I stayed at Winslow Memorial Park and Campground two times this summer. The park is well maintained and it is in an ideal location. The first time staying there my friends and I purchased three sites so we would be able to enjoy nature and the company of good friends. Our first experience was wonderful and we enjoyed the beautiful scenery during the day and at night we sat around our campfire and quietly conversed. We did not have any issues or complaints the first time, which is why we chose to wait over a month for a vacancy for this specific park.
With that being said, our second time was tragic. It has almost been a full week since our second visit and I am still devastated by the events that occurred. The second time we took the same approach by purchasing several campsites, all next to each other so again, we could enjoy the company of one another and still be outdoors. We also were sure to choose campsites in a location that was not near any other campers, because we are respectful of other people.
Our friends and I enjoyed our second stay up until we were introduced to Lee, a person who works for the campground and never relayed to us his title or how he is associated with Winslow Memorial Park. We quickly learned that quiet hours at the park were from 8am-10pm each day. Lee arrived on our campsite at precisely 10:03 pm. The first time he showed up he asked my friends to quiet down, which admittedly we hadn’t realized how loud we were being. So, we immediately lowered our voices and turned off the soft music we were playing. After the first time, Lee returned to our campsite two more times stating that he could still hear us from a quarter mile away. Mind you, after the first time Lee arrived on our campsite several people from our group chose to go to bed which left us with approximately 5 people still awake and quietly communicating. In the midst of the three visits to our campsite, Lee cornered two of my friends who walked to the bathroom and told them “if you don’t quiet down I will get the police involved.” How is it ever appropriate to follow people, invade their personal space, and harass them?
The second two times Lee came to our campsite, he spoke down to us and was disrespectful with his request. At one point during our conversation he told us “you need to go to bed.” I cannot express enough how uncomfortable I felt being told to“go to bed” from a man who, 1. never told us his association with the park and what authority he has and 2. has absolutely no right to tell a group of ADULTS to go to bed. The third time that he came he told us the same thing, that he could still hear us and that“he couldn’t go to bed until we were sleeping.” This and being told to go to bed is incredibly inappropriate for ANY establishment. I did not pay Winslow Memorial Park to be harassed or to be baby sat.
Finally, Lee was especially rude to me, a 26 year old female, who chose to take the lead on the conversation after he chose to continue to harass us. I asked him if there were any patron complaints and if it was him who had an issue with us, he openly admitted that there were no patron complaints and that it was all him. I remained calm and respectful the entire time, although I had every right to become defensive. After being told to go to bed I told him that I had an issue with that and it made me uncomfortable and he said“don’t be mouthy with me.” Clearly, Lee is a misogynist who does not have the ability to respect his patrons in general, but specifically females. Also, after being threatened with the police to escort us out of the park just because we were still awake and he did not like it… I explained to him that we had been drinking enough to which we did not feel comfortable to drive. He replied with“that’s not my problem.”
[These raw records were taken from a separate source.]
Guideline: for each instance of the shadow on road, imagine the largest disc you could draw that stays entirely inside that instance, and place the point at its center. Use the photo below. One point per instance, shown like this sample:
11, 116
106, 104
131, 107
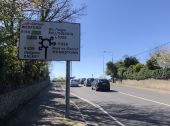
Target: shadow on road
127, 114
139, 116
48, 108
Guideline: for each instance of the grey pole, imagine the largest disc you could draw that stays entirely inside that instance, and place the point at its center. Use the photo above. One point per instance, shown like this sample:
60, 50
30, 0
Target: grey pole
103, 64
67, 91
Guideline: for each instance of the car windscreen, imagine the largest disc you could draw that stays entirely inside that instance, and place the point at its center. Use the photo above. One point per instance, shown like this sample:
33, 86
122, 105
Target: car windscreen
103, 80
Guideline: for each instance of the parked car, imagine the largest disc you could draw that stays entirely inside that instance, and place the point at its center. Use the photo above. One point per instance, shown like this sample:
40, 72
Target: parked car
101, 84
74, 83
82, 80
88, 82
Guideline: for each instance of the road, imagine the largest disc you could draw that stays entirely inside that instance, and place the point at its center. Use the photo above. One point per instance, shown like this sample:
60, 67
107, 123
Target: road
124, 106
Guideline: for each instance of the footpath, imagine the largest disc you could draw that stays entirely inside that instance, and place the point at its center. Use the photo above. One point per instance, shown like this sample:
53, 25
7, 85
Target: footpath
47, 109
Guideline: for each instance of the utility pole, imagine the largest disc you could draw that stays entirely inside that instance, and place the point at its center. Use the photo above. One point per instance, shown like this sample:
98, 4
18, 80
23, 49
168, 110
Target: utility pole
67, 91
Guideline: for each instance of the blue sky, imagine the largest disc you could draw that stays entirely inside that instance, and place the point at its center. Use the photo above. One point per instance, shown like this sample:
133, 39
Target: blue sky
124, 27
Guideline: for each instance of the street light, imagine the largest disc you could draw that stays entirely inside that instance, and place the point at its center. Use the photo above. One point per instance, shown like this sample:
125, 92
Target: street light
109, 53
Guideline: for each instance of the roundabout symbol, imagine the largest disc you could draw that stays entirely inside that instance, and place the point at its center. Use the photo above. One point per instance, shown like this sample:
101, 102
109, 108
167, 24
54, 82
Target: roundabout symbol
45, 43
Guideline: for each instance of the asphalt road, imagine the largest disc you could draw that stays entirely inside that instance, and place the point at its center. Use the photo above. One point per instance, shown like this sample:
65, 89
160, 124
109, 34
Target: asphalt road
125, 106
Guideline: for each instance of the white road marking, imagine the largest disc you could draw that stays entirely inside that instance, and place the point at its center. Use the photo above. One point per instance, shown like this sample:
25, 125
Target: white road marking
145, 99
99, 107
80, 112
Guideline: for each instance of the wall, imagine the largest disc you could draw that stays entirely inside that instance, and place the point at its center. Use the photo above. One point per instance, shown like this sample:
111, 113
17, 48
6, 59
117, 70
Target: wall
12, 100
150, 83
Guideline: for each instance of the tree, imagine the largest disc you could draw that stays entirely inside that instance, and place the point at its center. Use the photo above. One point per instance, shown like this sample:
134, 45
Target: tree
111, 70
11, 13
152, 63
128, 61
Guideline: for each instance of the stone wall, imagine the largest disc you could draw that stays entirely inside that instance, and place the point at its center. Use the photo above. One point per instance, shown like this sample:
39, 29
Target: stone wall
150, 83
12, 100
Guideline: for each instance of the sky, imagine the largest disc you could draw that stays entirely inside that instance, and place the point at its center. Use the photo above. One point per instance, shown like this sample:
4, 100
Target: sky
120, 27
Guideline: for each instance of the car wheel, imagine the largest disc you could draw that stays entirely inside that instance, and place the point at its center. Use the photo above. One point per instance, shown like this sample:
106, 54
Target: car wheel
97, 89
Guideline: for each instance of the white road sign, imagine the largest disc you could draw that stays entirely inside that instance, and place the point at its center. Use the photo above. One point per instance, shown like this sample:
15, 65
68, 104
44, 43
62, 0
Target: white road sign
49, 41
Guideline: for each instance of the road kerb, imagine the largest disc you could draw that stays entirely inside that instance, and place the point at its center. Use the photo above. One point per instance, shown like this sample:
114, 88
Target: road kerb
100, 108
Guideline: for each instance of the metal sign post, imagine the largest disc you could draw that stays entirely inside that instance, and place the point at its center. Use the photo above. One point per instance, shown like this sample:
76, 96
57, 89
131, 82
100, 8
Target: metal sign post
51, 41
67, 91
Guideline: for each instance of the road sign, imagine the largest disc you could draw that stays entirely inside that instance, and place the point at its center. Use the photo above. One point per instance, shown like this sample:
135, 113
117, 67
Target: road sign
49, 41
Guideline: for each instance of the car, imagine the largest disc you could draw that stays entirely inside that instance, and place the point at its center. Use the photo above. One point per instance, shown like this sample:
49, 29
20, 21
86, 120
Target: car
88, 82
74, 83
82, 80
101, 84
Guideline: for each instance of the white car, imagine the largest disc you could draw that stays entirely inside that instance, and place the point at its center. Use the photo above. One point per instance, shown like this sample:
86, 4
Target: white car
74, 83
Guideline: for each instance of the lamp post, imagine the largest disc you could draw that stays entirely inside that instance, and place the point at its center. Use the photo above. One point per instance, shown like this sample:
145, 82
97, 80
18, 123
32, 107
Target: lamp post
109, 53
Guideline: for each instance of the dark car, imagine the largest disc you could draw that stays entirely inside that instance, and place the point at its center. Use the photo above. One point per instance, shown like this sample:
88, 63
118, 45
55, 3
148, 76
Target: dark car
82, 80
88, 82
101, 84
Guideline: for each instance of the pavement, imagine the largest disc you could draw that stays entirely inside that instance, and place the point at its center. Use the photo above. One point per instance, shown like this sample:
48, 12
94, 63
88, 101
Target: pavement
47, 109
123, 106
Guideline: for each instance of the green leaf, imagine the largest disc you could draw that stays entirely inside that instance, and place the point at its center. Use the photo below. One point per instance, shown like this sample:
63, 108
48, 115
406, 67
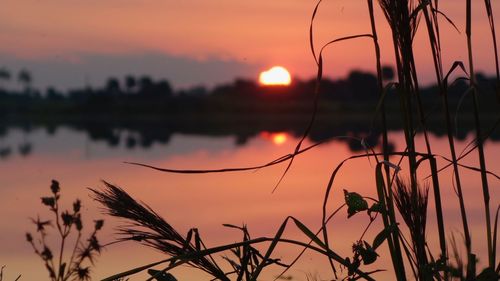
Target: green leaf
380, 238
355, 203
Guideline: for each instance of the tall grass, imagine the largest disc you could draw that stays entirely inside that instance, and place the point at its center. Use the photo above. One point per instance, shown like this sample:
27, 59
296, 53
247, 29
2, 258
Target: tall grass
402, 205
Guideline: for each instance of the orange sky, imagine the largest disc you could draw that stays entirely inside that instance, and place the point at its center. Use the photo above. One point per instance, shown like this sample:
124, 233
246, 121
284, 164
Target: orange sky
252, 35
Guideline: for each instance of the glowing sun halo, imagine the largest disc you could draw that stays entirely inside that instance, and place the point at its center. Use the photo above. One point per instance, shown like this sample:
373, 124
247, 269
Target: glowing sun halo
275, 76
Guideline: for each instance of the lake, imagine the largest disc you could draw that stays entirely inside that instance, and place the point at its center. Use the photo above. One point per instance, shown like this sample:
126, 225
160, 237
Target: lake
32, 158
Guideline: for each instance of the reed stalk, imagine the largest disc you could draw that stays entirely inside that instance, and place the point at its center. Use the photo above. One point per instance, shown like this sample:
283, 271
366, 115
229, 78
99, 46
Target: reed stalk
479, 137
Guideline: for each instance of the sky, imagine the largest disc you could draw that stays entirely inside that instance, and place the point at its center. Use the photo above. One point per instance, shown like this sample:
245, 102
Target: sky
70, 44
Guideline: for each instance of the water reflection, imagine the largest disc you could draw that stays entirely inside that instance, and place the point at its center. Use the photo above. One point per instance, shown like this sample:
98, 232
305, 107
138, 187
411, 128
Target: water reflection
206, 201
278, 138
143, 134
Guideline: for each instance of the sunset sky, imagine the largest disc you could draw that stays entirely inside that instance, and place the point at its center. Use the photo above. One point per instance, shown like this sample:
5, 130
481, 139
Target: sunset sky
192, 42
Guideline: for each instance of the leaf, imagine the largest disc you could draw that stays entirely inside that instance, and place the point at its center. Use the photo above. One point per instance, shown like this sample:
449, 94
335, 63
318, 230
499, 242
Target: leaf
368, 254
380, 238
49, 201
161, 276
488, 274
375, 208
355, 203
309, 233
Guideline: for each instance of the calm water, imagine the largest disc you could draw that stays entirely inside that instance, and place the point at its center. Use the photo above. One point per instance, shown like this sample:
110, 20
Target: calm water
206, 201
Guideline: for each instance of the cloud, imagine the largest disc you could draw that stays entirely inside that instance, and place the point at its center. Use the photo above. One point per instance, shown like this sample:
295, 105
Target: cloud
76, 72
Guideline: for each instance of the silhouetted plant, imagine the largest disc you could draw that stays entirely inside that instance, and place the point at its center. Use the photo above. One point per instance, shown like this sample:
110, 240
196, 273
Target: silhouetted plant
82, 253
1, 274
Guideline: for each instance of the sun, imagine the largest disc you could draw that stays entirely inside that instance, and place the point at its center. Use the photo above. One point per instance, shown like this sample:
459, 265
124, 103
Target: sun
276, 76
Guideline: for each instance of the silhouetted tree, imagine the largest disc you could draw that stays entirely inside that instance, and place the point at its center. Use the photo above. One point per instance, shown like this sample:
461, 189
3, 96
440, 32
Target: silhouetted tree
130, 83
4, 75
387, 72
145, 84
113, 86
24, 77
162, 88
53, 95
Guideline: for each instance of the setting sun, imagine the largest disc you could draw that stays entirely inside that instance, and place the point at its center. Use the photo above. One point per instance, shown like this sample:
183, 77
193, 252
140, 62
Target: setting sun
277, 75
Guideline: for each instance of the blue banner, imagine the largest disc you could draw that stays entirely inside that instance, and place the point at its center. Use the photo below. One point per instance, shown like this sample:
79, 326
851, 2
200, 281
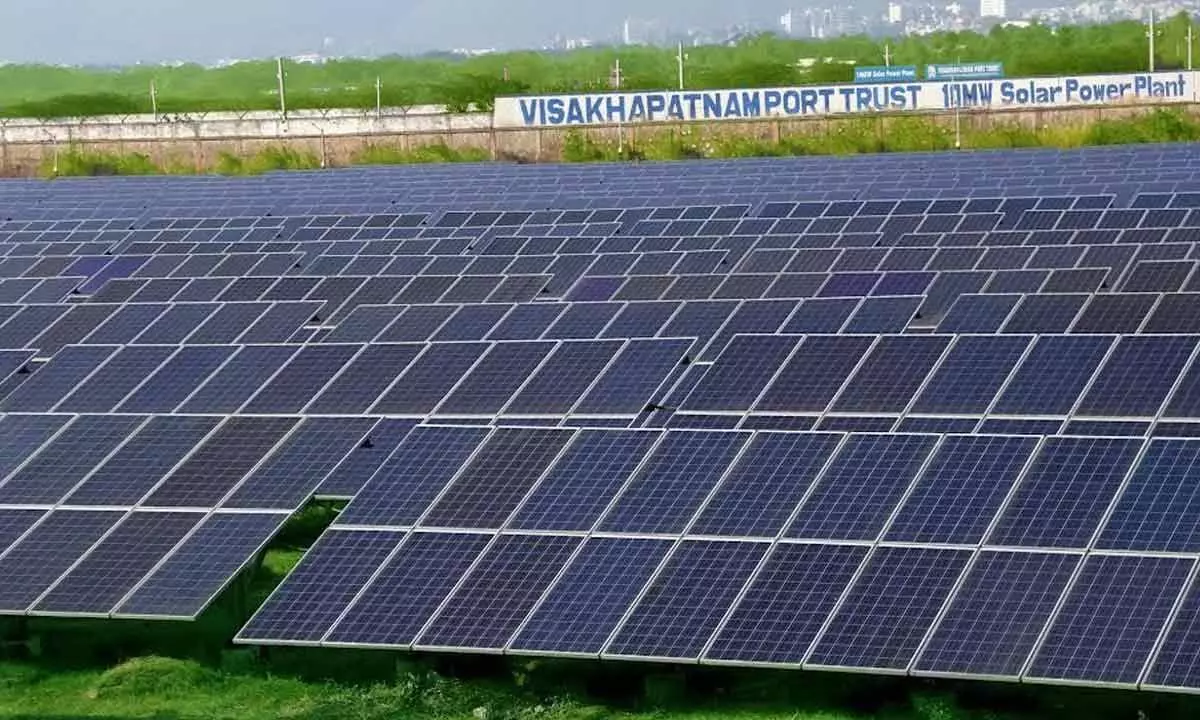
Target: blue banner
965, 71
886, 73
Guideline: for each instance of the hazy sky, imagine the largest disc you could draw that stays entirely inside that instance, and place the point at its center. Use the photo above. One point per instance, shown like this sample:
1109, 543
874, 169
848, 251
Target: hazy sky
120, 31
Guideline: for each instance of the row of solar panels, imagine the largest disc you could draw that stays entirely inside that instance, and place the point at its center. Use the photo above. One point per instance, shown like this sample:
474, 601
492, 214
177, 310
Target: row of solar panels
47, 328
1083, 384
930, 227
1020, 565
609, 378
1126, 190
1098, 210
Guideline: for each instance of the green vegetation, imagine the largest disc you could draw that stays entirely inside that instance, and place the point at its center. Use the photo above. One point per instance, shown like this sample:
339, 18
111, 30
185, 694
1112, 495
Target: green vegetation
41, 91
846, 136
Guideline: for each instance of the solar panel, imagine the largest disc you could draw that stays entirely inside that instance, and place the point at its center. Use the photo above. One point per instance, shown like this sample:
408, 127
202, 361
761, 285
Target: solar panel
117, 563
364, 379
499, 592
971, 375
1138, 376
201, 567
589, 599
1111, 619
568, 372
125, 371
679, 473
426, 382
786, 604
292, 473
142, 462
66, 460
220, 465
1053, 376
321, 587
45, 553
413, 475
497, 478
889, 609
1063, 496
687, 599
810, 379
583, 480
301, 378
995, 618
60, 376
493, 381
635, 378
891, 375
408, 589
862, 487
238, 379
959, 493
741, 373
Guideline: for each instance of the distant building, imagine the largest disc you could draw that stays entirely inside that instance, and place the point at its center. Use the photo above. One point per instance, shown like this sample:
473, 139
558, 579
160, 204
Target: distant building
993, 9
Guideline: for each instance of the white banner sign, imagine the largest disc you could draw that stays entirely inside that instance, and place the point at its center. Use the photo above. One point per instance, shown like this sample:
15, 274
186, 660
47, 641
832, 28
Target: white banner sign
611, 108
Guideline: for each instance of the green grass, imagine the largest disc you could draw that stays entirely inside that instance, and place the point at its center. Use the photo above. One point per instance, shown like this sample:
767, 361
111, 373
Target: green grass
185, 690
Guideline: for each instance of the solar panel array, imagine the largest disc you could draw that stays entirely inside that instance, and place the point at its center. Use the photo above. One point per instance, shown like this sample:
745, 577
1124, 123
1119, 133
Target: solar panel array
929, 414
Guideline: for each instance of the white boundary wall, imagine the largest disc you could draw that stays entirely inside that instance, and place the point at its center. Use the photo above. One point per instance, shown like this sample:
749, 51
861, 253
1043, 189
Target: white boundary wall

Lee treated us as if we were teenagers who were“up to no good and looking for trouble,” the absurdity in this is astounding. My friends and I are in our late twenties with the oldest being in his 50’s, we are all adults, most of which are college educated and have full-time jobs. The next morning, Lee arrived on our campsite again at 8am with another man who did not even say hello, and said“I strongly suggest you pack it up and leave.” I again asked him if it was him who had a problem with us or if there were other patron complaints and he again admitted that not one single person could hear us and no one complained. He also told us how“I’ve had kids stay here and get too drunk and drive around the park.” I am unsure how telling this to us was relevant considering the night before we told him how uncomfortable we were with the idea of drunk driving AND we are not kids. The fact that he openly admitted to this is proof enough that he profiled us when we entered the park and we never stood a chance.
Lee left us alone for the rest of the day, but completely discouraged, 7 of our friends chose to leave because Lee had completely RUINED this experience for us which means there were significantly less people to make noise. At 5 pm, the police arrived to“escort us out of the park.” We stayed on our campsite because it was down pouring all day and we were still being quiet. The police officers are not associated with the park in any manner and were simply doing their job. They were respectful towards us and both were wearing masks. They allowed us about an hour to clean up our things and leave.
This was a vacation that we were all greatly looking forward to because our first experience, without Lee, was incredible. We loved the park and the good company and we could not wait to do it again. Lee ruined our vacation, essentially stole our money, because we lost a night of camping, and made us all feel unnecessarily worthless. Lee also never socially distanced himself from us and not once was he wearing a mask while interacting with us. I will NEVER return to Winslow Memorial Park and I will absolutely NEVER recommend it to anyone, in fact I will be sure to tell my peers and family not to camp there.